O papa visitará a cidade de Acerra para se encontrar com famílias que perderam parentes jovens devido ao câncer, o custo humano da poluição ambiental. O bispo Antonio Di Donna estimou que 150 jovens morreram na cidade de cerca de 58 mil habitantes nas últimas três décadas.
“Queríamos muito que o Papa se encontrasse com eles porque estas crianças e jovens que morreram são, para todos os efeitos, vítimas da poluição ambiental. Existe uma ligação, uma correlação entre a poluição e a incidência do cancro”, disse Di Donna.
As vítimas incluem Maria Venturato, que morreu de cancro em 2016, aos 25 anos. O seu pai, Angelo, disse que espera falar com o papa para explicar a sua realidade, “não para mim… para a próxima geração”.
“Gostaria de dar um futuro a estes jovens, por isso peço a ajuda do Papa para isto. Ou seja, faço um forte apelo a ele para que vá até quem está no poder e diga: ‘Olha, vamos curar esta terra dos incêndios'”, disse ele.

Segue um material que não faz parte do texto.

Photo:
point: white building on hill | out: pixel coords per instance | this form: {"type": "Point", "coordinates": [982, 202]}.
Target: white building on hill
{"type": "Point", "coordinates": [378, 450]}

Filomena Carolla pretende presentear o Papa com um livro contendo memórias da vida de sua filha, Tina De Angelis, que morreu de câncer aos 24 anos.
“Só estou com raiva das pessoas que envenenaram o solo, porque o que nossos filhos tiveram a ver com isso? O que eles tiveram a ver com isso, tão jovens”, disse Carolla.
Os planos de Francisco de visitar a área em 2020 foram cancelados pela pandemia.